Há cem anos perdíamos o sociólogo alemão. Max Weber foi não só o maior sociólogo de seu tempo como também foi o mais destacado erudito de toda a tradição sociológica até os dias de hoje. E escrevo isso com muita segurança – sem sofisma nem fervor ideológico.

As qualidades das pesquisas sociológicas de Weber são reconhecidas até por seus críticos funcionalistas ou marxistas. Weber fez da sociologia uma ciência madura e rigorosa. Incorporou à sociologia as contribuições mais significativas das ciências humanas de sua época: historiografia cultural, filosofia kantiana, psicologia social, estudos de religião comparada, jurisprudência alemã, métodos administrativos e ciência política.

A sociologia weberiana é robusta, complexa e nada reducionista. Diferente de Marx (reducionismo economicista do modo de produção capitalista) e Durkheim (reducionismo sociologista do fato social), a sua abordagem é multicausal e compreensiva. E é dessa perspectiva que brota o seu estudo mais conhecido: “A Ética Protestante e o Espírito do Capitalismo”.

A tese de Weber busca compreender a emergência do capitalismo num conjunto de mudanças religiosas e políticas no interior da Europa. É como se uma confluência não intencional de acontecimentos históricos pudesse sedimentar um novo ethos, vale dizer, uma nova ética para a coletividade.

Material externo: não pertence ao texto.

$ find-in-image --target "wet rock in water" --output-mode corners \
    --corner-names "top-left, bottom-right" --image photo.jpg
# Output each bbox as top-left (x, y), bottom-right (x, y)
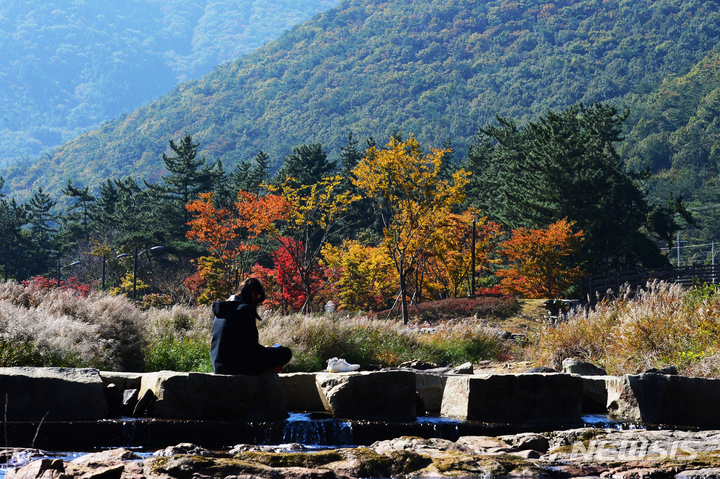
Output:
top-left (563, 358), bottom-right (607, 376)
top-left (120, 389), bottom-right (140, 416)
top-left (525, 366), bottom-right (557, 374)
top-left (153, 442), bottom-right (213, 457)
top-left (5, 449), bottom-right (132, 479)
top-left (5, 459), bottom-right (65, 479)
top-left (70, 447), bottom-right (142, 465)
top-left (456, 436), bottom-right (511, 455)
top-left (315, 370), bottom-right (417, 421)
top-left (398, 359), bottom-right (437, 371)
top-left (415, 373), bottom-right (447, 415)
top-left (675, 467), bottom-right (720, 479)
top-left (643, 366), bottom-right (677, 376)
top-left (12, 434), bottom-right (720, 479)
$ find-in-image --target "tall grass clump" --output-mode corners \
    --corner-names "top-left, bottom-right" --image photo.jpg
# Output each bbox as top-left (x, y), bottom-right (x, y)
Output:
top-left (0, 281), bottom-right (142, 370)
top-left (142, 305), bottom-right (213, 372)
top-left (259, 315), bottom-right (508, 371)
top-left (528, 282), bottom-right (720, 376)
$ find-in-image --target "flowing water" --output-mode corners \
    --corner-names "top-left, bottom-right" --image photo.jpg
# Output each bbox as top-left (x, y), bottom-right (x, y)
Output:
top-left (0, 413), bottom-right (643, 479)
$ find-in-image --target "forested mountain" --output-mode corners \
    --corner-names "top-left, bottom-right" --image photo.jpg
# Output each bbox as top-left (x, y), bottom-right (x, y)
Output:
top-left (0, 0), bottom-right (337, 166)
top-left (2, 0), bottom-right (720, 204)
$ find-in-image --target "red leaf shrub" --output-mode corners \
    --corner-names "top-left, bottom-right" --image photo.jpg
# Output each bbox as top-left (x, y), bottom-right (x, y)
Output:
top-left (375, 295), bottom-right (519, 319)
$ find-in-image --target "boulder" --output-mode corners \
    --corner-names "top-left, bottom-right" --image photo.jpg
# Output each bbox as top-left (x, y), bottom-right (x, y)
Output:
top-left (563, 358), bottom-right (607, 376)
top-left (415, 372), bottom-right (447, 416)
top-left (100, 371), bottom-right (144, 393)
top-left (440, 374), bottom-right (583, 425)
top-left (448, 363), bottom-right (473, 374)
top-left (140, 371), bottom-right (287, 421)
top-left (607, 374), bottom-right (720, 428)
top-left (280, 373), bottom-right (325, 412)
top-left (0, 367), bottom-right (108, 421)
top-left (315, 371), bottom-right (417, 421)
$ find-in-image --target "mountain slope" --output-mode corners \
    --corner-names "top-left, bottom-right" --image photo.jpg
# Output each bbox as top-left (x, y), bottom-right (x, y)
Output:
top-left (2, 0), bottom-right (720, 201)
top-left (0, 0), bottom-right (338, 164)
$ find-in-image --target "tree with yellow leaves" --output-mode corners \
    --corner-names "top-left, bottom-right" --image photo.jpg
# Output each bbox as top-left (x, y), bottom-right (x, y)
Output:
top-left (322, 240), bottom-right (397, 311)
top-left (263, 176), bottom-right (357, 313)
top-left (352, 135), bottom-right (469, 323)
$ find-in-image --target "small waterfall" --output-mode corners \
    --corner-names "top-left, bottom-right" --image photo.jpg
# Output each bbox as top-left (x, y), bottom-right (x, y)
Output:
top-left (282, 413), bottom-right (353, 446)
top-left (418, 416), bottom-right (460, 441)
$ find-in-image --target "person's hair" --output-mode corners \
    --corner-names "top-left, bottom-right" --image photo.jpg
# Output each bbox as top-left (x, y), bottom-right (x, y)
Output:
top-left (238, 278), bottom-right (265, 306)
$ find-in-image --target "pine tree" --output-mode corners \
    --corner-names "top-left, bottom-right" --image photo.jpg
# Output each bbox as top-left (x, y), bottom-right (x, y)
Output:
top-left (62, 180), bottom-right (95, 240)
top-left (0, 198), bottom-right (27, 281)
top-left (466, 103), bottom-right (677, 273)
top-left (158, 135), bottom-right (218, 232)
top-left (274, 143), bottom-right (337, 187)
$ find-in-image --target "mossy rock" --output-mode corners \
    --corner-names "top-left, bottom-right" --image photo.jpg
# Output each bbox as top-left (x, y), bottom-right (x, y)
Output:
top-left (234, 450), bottom-right (345, 468)
top-left (150, 455), bottom-right (269, 479)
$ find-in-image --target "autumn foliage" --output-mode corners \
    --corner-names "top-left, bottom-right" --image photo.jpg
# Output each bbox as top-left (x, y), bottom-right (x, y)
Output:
top-left (185, 191), bottom-right (287, 304)
top-left (496, 220), bottom-right (583, 298)
top-left (179, 136), bottom-right (583, 312)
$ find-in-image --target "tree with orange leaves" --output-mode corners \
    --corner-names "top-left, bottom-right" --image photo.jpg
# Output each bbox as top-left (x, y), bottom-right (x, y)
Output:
top-left (186, 191), bottom-right (288, 302)
top-left (496, 219), bottom-right (583, 298)
top-left (416, 208), bottom-right (502, 298)
top-left (263, 176), bottom-right (357, 313)
top-left (352, 135), bottom-right (469, 323)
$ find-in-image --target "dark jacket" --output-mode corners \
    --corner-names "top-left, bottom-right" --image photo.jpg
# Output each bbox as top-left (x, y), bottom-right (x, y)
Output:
top-left (210, 301), bottom-right (292, 374)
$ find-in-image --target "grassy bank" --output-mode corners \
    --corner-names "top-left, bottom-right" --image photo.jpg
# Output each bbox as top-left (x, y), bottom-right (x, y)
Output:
top-left (0, 282), bottom-right (512, 372)
top-left (526, 282), bottom-right (720, 377)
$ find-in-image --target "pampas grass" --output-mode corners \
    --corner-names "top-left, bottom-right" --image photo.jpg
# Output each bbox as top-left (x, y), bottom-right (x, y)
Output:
top-left (259, 314), bottom-right (510, 371)
top-left (528, 282), bottom-right (720, 377)
top-left (0, 282), bottom-right (142, 370)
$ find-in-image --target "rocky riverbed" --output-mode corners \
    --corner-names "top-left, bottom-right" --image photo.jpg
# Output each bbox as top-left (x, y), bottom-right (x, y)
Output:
top-left (5, 428), bottom-right (720, 479)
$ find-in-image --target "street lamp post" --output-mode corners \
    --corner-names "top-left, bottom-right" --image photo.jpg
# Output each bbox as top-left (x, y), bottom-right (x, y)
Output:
top-left (57, 261), bottom-right (82, 288)
top-left (115, 246), bottom-right (165, 303)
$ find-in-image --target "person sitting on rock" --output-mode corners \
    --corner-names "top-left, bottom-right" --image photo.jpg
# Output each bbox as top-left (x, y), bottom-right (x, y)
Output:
top-left (210, 278), bottom-right (292, 374)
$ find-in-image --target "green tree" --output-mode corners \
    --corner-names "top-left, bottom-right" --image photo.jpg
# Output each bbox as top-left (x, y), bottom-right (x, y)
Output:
top-left (0, 198), bottom-right (27, 281)
top-left (162, 135), bottom-right (218, 227)
top-left (466, 103), bottom-right (681, 273)
top-left (274, 143), bottom-right (337, 187)
top-left (62, 180), bottom-right (95, 241)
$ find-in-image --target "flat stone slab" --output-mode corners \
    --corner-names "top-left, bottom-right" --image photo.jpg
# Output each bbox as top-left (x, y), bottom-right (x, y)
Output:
top-left (315, 371), bottom-right (417, 421)
top-left (440, 374), bottom-right (583, 425)
top-left (0, 367), bottom-right (108, 421)
top-left (100, 371), bottom-right (145, 391)
top-left (279, 373), bottom-right (325, 412)
top-left (140, 371), bottom-right (287, 421)
top-left (607, 374), bottom-right (720, 427)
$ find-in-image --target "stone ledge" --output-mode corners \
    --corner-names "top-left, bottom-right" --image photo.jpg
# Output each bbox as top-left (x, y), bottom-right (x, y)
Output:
top-left (279, 373), bottom-right (325, 412)
top-left (140, 371), bottom-right (287, 421)
top-left (441, 373), bottom-right (583, 424)
top-left (607, 374), bottom-right (720, 427)
top-left (315, 371), bottom-right (417, 421)
top-left (0, 367), bottom-right (108, 421)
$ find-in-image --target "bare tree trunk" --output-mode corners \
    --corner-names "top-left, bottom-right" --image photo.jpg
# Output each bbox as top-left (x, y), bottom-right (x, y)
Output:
top-left (400, 268), bottom-right (408, 324)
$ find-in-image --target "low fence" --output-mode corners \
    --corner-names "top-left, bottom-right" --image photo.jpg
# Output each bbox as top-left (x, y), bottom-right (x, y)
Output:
top-left (579, 264), bottom-right (720, 301)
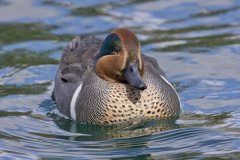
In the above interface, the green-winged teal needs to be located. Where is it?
[54,28,180,124]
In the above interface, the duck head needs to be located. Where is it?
[96,28,147,90]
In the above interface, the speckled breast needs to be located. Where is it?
[97,80,180,124]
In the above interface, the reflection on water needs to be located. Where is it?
[0,0,240,159]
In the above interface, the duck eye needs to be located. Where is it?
[113,47,121,53]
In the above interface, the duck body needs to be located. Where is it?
[53,29,180,124]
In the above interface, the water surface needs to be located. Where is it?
[0,0,240,159]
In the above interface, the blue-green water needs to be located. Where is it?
[0,0,240,159]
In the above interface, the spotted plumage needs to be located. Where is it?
[54,28,180,124]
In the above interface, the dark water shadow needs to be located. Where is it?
[40,99,179,141]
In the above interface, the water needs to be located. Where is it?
[0,0,240,159]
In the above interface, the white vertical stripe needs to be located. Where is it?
[161,76,182,108]
[70,83,82,120]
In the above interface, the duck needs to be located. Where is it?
[53,28,181,125]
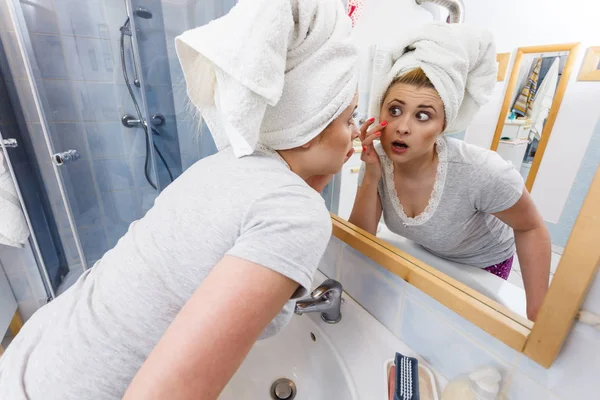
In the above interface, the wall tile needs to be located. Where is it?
[122,128,146,158]
[79,226,108,266]
[94,158,134,192]
[111,36,138,84]
[21,0,58,34]
[43,80,79,121]
[136,183,158,214]
[63,36,116,82]
[339,245,405,330]
[85,121,129,160]
[116,83,138,119]
[103,0,127,42]
[0,79,16,125]
[162,2,188,46]
[518,323,600,400]
[1,30,27,79]
[102,189,140,225]
[395,296,510,380]
[50,122,91,161]
[0,0,13,31]
[546,119,600,247]
[15,79,40,122]
[102,189,141,248]
[406,284,520,364]
[60,160,102,227]
[54,0,109,39]
[181,152,199,171]
[128,156,156,190]
[73,82,121,121]
[30,34,69,79]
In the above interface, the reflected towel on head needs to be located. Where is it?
[369,23,497,133]
[175,0,358,157]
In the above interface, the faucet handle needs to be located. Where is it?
[310,279,343,299]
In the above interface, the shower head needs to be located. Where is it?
[133,7,152,19]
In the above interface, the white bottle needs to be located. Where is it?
[442,367,502,400]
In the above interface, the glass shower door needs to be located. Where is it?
[5,0,164,284]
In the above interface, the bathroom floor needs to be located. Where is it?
[508,252,561,288]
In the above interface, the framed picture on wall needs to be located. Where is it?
[496,53,510,82]
[577,46,600,81]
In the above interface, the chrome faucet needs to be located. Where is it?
[294,279,342,324]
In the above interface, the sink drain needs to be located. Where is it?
[271,378,297,400]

A ética protestante em questão é a calvinista. O calvinismo foi uma revolução dentro da reforma protestante à medida que invertia radicalmente a orientação religiosa dos fiéis. Se a vida católica é devota à Santa Igreja ou a luterana às cinco solas, o calvinismo é orientado para uma concepção terráquea da fé, onde a salvação está na devoção imediata e na construção da obra para Deus.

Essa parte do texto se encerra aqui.